To see this far-flung land as a self-contained entity required a stretch of the imagination and extension of empathy few made. The Portuguese, in the late 1400s, stumbled upon the Congo river, and, travelling inland, found what was by their own accounts, a well-organised, cohesive kingdom and series of chiefdoms. What began as a cordial exchange between King João of Portugal, and King Affonso of the Congo, however, quickly became an unequal and bitter exchange as João’s mercenaries began decimating the population through mass-enslavement. By 1630, 15,000 slaves per year were transported against their will from West and Central Africa. They were catalogued in census records in terms of their appearance, age, and above all, their cash value.

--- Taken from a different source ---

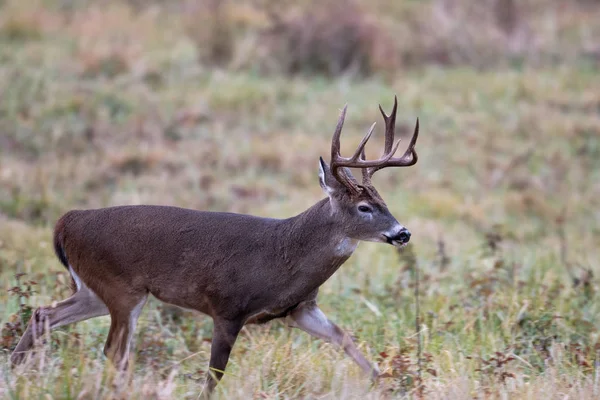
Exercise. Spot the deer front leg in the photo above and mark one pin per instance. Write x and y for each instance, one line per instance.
(225, 333)
(309, 317)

One such record reads: ‘Child, name unknown as she is dying and cannot speak. Male without value….’
So began the Atlantic slave trade. The epitome of the objectification of black bodies as instruments of labour.
In the wake of destruction
Of course, abolition has happened. Decolonisation, formally, has happened. People nowadays are, rightly, far less likely to believe stories about giant elephant-lifting birds. But illegality does not translate into radical ideological transformation. The fact remains that the colonial hangover has yet to be cured: in a recent poll, 23% of Belgians said that they were proud of their empire, the same number who said that it was a source of shame. In Britain, the number who felt proud was higher, at 32%. In The Netherlands, 50%.
More significant, perhaps, even than the crisis of public opinion, are the continued strategies to promote and enforce subjugation. The Democratic Republic of Congo is the world’s most mineral-rich country; why, then, is it still so poor? It is poor not only because of internal strife (though in large part, this strife is a legacy of colonial oppression, and having been robbed of all self-determination). It is poor because it has been and continues to be drained of its resources, its population engaged in labour that keeps many of them at or below subsistence-level earnings. The result is that this perception is so ingrained in the popular consciousness that few question why it is poor: it just is. Just as in psychoanalysis, we must analyse the causes, and seek from there to rectify their consequences. This would first and foremost require a shift in how we engage in international trade at a fundamental level. To truly decolonise, we can no longer exploit.
HOCHSCHILD, ADAM. KING LEOPOLDS GHOST: a Story of Greed, Terror, and Heroism in Colonial Africa. MARINER Books, 2020.